Mais merde, je connais cette histoire, je la connais parfaitement ! Avant, j’évitais tout sujet qui puisse m’y faire penser, de peur de dire quelque chose de déplacé, et voilà qu’aujourd’hui j’en plaisante ! Ne plus l’avoir côtoyée deux années durant l’a fait oublier que certaines phrases peuvent vraiment blesser.

 

 - Je… suis désolé, je lance d’un ton profondément sincère.

 

En guise de réponse, elle pose un doigt sur mes lèvres avant de venir les embrasser brièvement.

 

- Ne t’inquiète pas. Te rends pas malade à cause de moi.

 

 

Ne pas me rendre malade à cause d’elle… C’est l’expression qui revient le plus souvent dans sa bouche depuis qu’il lui est à nouveau possible de me parler. Bien sûr, lorsqu’elle prononce ces mots, je comprends bien le message caché. Sa culpabilité quant à mon malaise des dernières années dû à son absence l’a beaucoup affectée. Aujourd’hui, je me rends bien compte qu’elle a souffert au moins autant que moi. Peut-être même plus…

Je lui caresse doucement la joue.

 

- Je me rends pas malade à cause de toi. C’est le contraire… Je pense qu’il est possible de faire des gaffes et de blesser un peu l’autre sans que ça tourne à l’apocalypse nan ?

 

 

Emily sourit légèrement et hoche la tête d’un air un peu honteux et résigné comme quelqu’un qui vient de faire une grosse bêtise. Je lève les yeux au ciel avant de me jeter sur ses lèvres. Bordel… Qu’est-ce que j’aime l’embrasser ! Qu’est-ce que j’aime la tenir dans mes bras ! Cela fait une éternité que je n’ai pas sentit contre moi le corps d’une femme en ressentant autre chose qu’une simple envie de sexe sans attache. Cela fait une éternité que je n’ai pas été heureux à ce point.

Je reste moi, bien évidemment. Même sarcasme, même caractère insupportable, toujours aussi aigri et plein de rancœur mais… Au moins je suis sincèrement heureux.

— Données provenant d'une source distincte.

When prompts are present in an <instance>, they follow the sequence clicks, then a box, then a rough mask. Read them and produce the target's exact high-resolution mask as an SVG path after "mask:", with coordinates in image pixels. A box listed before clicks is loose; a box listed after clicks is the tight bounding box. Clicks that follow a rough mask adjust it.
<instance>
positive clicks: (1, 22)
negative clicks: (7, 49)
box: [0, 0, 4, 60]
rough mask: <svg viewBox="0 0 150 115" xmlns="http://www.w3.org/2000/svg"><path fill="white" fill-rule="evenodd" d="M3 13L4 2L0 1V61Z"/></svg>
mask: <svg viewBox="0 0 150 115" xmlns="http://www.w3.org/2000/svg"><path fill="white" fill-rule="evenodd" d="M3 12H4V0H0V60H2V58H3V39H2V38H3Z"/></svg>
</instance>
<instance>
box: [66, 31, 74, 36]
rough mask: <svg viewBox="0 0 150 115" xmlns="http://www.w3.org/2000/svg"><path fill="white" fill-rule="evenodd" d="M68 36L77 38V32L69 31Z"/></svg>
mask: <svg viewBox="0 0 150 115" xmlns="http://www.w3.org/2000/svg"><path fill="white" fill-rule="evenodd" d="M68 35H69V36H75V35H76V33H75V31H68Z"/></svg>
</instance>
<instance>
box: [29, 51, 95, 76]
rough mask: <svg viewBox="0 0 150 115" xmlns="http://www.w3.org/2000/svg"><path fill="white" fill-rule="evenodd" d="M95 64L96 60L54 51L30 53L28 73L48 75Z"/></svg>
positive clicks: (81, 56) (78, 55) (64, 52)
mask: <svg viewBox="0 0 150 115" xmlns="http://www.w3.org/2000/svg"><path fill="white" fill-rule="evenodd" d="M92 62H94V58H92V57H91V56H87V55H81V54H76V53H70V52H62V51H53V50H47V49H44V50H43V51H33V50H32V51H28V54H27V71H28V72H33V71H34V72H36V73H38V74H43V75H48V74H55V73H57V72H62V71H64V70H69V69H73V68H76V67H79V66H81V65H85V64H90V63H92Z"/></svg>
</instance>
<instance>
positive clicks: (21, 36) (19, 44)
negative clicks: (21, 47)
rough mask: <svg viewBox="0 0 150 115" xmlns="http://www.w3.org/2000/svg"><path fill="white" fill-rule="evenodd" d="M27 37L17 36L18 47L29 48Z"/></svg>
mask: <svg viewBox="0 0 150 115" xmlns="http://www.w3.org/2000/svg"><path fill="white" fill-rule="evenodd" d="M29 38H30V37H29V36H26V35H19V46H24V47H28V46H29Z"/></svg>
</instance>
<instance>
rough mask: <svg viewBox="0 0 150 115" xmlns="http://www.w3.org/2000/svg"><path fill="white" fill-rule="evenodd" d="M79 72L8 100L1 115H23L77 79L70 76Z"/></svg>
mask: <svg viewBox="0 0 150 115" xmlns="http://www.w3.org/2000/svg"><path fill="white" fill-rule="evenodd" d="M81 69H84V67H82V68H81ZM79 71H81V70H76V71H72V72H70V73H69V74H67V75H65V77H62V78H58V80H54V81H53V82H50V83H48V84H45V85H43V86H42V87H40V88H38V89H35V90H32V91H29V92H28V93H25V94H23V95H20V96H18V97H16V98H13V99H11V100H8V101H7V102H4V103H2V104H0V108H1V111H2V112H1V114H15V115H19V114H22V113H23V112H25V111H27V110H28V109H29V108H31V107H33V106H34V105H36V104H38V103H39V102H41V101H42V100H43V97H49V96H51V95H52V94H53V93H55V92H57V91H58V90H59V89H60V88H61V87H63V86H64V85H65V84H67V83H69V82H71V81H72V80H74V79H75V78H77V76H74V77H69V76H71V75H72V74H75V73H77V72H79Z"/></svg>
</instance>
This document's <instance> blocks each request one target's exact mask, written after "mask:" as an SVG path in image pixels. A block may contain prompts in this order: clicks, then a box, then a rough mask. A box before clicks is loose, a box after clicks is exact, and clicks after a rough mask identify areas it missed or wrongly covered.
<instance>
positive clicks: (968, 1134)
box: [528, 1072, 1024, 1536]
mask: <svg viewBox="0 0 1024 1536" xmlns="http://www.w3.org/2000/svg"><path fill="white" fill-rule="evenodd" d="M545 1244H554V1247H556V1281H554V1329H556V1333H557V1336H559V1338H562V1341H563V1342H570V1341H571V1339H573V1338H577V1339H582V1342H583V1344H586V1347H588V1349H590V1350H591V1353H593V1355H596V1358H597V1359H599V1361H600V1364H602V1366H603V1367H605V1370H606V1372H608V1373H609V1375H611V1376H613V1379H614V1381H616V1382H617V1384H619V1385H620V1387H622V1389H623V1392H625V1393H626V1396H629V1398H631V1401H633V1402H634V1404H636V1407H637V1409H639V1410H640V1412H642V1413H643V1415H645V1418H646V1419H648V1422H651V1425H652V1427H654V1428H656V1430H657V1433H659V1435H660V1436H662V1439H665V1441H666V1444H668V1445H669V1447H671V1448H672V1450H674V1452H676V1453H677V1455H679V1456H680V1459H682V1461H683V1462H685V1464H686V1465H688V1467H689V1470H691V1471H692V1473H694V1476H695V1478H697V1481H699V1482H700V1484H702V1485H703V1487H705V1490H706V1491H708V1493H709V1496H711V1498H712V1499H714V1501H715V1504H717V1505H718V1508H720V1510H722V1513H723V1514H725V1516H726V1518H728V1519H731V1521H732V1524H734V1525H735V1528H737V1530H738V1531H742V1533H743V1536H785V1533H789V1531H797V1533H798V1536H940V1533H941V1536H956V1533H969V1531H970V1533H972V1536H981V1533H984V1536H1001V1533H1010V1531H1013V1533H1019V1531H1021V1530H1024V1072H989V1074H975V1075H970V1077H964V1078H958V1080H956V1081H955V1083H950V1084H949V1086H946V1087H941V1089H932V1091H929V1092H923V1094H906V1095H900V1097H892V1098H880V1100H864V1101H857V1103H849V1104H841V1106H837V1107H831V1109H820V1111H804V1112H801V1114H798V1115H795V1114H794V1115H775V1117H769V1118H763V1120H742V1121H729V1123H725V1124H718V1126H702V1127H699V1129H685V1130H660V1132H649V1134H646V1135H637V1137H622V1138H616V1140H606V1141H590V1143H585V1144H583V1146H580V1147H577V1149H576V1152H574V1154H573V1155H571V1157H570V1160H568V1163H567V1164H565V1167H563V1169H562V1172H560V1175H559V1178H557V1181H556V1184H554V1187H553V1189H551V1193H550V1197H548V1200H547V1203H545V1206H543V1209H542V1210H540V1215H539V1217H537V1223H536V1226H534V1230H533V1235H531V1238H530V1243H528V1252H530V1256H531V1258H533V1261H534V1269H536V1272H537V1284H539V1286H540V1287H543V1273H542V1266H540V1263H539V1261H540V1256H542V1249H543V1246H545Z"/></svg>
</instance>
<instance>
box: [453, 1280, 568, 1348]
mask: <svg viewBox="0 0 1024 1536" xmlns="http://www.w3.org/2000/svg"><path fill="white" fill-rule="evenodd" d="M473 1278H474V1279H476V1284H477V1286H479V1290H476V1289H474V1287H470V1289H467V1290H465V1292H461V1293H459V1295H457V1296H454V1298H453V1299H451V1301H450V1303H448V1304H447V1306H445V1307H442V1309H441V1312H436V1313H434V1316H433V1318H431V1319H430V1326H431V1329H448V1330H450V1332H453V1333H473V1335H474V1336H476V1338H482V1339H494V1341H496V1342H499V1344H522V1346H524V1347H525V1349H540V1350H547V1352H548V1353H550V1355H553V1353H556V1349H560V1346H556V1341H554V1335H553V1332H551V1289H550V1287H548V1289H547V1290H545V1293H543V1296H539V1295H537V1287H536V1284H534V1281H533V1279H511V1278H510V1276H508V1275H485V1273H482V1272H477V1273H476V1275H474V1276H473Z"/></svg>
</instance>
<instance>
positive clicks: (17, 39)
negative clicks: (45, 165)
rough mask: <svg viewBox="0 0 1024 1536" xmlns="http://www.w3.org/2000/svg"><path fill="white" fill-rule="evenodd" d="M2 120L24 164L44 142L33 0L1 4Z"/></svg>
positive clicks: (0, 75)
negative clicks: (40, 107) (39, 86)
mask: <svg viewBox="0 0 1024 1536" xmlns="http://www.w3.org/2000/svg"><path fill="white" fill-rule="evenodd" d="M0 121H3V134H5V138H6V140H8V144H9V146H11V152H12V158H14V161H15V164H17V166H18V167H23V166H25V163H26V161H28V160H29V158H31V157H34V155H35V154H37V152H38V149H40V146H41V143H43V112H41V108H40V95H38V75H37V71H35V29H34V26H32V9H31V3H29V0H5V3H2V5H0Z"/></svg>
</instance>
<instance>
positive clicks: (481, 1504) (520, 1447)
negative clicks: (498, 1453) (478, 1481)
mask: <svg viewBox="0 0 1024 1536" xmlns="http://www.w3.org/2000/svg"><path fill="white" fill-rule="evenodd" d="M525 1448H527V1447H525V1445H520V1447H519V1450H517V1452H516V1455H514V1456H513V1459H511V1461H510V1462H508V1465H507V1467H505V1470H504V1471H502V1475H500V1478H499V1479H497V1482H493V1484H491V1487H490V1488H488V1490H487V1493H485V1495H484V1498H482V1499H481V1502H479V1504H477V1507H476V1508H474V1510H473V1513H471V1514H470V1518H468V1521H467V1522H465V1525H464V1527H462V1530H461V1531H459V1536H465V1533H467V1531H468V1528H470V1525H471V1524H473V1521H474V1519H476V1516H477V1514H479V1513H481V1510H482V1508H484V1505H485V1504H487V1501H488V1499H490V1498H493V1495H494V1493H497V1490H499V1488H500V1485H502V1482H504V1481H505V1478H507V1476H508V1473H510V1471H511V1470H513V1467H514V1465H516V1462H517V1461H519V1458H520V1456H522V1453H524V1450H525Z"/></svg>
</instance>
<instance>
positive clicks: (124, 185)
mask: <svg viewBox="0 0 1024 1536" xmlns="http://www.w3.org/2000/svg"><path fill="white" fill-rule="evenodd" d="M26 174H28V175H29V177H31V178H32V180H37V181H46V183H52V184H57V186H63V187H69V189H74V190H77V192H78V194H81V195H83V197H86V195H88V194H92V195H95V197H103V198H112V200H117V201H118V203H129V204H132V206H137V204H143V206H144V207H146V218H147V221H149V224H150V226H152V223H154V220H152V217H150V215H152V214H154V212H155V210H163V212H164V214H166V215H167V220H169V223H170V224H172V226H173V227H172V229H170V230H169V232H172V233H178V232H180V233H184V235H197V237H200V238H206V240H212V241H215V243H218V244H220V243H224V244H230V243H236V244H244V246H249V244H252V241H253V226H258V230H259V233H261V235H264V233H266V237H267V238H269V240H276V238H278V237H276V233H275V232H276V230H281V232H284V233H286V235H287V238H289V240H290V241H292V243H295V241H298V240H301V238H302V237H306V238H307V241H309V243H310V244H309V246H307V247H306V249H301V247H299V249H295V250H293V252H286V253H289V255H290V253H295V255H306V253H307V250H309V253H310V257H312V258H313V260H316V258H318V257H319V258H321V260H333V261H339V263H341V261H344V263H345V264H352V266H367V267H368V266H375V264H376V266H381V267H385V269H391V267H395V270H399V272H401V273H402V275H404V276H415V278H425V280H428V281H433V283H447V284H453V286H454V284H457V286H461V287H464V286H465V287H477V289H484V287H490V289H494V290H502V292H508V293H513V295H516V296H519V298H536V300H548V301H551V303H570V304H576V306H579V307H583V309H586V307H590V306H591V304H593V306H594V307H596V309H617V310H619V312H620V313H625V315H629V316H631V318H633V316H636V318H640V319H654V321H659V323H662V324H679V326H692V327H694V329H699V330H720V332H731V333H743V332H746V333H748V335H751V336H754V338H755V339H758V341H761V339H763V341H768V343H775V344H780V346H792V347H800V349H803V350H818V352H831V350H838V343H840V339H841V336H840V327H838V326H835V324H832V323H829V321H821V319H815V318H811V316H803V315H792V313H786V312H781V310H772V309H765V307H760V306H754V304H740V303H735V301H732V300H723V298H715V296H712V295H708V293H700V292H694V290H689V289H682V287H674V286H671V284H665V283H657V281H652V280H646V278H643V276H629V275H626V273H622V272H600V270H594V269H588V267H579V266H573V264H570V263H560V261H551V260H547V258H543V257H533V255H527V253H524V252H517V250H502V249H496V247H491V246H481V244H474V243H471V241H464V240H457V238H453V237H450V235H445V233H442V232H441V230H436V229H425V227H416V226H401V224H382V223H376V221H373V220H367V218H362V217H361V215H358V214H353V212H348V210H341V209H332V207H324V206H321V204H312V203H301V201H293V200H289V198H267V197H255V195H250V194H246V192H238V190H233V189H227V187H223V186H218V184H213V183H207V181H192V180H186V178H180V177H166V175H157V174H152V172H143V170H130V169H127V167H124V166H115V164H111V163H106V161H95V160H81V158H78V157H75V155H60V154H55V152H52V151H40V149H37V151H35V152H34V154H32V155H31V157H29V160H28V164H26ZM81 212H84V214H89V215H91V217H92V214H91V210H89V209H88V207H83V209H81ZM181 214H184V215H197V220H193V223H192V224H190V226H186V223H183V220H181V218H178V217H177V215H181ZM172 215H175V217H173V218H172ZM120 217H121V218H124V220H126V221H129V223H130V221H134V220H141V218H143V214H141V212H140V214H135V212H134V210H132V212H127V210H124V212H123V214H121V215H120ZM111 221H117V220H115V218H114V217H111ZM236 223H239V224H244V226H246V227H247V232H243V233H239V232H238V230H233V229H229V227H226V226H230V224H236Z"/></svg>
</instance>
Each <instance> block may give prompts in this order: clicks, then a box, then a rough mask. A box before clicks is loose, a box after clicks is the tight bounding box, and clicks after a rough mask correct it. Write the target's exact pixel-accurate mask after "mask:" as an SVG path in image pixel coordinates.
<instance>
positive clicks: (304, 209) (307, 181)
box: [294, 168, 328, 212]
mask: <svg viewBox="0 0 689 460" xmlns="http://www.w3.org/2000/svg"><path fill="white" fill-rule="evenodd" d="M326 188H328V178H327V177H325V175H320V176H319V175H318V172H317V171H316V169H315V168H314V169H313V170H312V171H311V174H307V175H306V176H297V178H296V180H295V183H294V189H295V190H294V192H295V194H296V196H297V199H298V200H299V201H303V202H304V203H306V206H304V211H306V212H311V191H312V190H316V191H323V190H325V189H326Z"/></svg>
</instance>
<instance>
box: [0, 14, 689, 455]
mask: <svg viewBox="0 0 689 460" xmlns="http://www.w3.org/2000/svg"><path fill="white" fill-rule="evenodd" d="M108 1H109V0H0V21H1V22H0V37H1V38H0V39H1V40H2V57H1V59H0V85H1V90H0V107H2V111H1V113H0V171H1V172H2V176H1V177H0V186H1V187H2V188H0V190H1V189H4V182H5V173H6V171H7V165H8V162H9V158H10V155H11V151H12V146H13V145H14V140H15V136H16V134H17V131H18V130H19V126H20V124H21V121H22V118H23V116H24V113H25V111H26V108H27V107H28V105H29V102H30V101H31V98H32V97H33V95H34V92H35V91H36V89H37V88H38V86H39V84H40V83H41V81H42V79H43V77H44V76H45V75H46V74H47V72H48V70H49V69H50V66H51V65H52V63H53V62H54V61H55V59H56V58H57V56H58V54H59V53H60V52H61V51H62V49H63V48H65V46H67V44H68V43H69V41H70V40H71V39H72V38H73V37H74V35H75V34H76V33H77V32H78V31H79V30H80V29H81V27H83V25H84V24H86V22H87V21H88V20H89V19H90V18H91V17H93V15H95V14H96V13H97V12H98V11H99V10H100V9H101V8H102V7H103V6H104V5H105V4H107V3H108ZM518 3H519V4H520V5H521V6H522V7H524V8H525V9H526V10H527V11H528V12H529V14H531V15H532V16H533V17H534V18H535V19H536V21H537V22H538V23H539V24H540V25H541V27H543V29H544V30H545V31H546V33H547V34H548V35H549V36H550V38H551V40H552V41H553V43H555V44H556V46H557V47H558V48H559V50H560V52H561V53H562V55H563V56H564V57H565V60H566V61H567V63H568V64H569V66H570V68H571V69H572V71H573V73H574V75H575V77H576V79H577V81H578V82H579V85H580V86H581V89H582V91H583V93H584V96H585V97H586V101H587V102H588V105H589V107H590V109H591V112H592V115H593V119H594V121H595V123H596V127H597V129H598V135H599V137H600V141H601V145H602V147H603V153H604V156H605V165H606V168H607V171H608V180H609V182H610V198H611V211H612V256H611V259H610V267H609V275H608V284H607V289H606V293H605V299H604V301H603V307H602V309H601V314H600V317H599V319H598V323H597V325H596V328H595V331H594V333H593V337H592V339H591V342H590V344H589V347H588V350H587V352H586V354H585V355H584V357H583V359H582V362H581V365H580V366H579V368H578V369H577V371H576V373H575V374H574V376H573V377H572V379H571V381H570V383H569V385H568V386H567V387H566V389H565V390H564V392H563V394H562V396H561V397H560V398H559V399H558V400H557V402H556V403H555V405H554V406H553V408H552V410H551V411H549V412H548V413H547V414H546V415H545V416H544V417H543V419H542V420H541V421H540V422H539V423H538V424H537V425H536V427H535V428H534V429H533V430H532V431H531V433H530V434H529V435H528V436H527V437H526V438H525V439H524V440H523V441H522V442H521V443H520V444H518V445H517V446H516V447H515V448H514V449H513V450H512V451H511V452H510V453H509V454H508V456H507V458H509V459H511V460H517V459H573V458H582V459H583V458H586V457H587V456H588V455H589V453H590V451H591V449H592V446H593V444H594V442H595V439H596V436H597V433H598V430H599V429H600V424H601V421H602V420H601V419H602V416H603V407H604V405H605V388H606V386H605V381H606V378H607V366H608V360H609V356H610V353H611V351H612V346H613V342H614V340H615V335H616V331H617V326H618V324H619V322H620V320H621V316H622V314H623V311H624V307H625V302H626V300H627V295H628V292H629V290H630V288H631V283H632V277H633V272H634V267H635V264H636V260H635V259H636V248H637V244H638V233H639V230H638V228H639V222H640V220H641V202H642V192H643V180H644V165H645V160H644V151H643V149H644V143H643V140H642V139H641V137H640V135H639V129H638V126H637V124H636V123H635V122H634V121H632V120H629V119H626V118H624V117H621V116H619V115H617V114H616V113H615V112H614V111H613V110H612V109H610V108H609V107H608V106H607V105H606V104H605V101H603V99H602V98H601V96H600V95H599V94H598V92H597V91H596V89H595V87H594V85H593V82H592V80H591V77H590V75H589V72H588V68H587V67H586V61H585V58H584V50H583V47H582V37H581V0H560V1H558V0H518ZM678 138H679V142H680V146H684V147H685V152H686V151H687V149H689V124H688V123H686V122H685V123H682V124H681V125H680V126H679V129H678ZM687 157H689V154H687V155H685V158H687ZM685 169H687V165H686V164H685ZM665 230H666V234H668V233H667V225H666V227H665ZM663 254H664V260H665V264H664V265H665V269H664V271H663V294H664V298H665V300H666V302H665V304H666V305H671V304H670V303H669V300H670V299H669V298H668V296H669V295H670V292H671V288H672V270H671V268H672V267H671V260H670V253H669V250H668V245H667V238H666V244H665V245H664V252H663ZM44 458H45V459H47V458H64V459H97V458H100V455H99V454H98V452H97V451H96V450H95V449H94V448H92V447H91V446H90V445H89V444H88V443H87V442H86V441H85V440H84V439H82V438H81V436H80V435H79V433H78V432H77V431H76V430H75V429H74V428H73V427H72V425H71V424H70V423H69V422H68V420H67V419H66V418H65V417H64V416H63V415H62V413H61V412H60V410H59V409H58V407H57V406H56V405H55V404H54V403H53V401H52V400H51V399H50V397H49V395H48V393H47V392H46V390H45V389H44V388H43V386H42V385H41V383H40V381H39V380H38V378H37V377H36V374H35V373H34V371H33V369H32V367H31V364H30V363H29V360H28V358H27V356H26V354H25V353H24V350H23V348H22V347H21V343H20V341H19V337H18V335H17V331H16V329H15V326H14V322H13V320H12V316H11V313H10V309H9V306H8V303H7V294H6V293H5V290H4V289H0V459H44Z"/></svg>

Je recule mon visage du sien avec une intenable envie de fondre à nouveau sur cette bouche qui m’a tant manqué, mais je me retiens en me contentant de la prendre par la taille.

 

 

- Je t’aime ma puce…

  

Bouarf ! Ca fait vraiment ridicule, dans ma bouche. Je me sens idiot. Devant elle, chaque parole douce venant de moi me paraît risible. Je ne suis pas habitué à prononcer ce genre de chose. Je me sens presque mal à l’aise. Mais toute gêne s’envole lorsque le sourire de la jeune fille apparaît.

 

- Arrête d’être aussi borné, rit-elle doucement. Si ça peut te rassurer, tu n’as pas du tout l’air idiot quand tu dis ça !

 

Gné… Comment a-t-elle su que je pensais ça ? Ah oui, mais non c’est logique en fait… C’est Emily. Elle me connaît par cœur.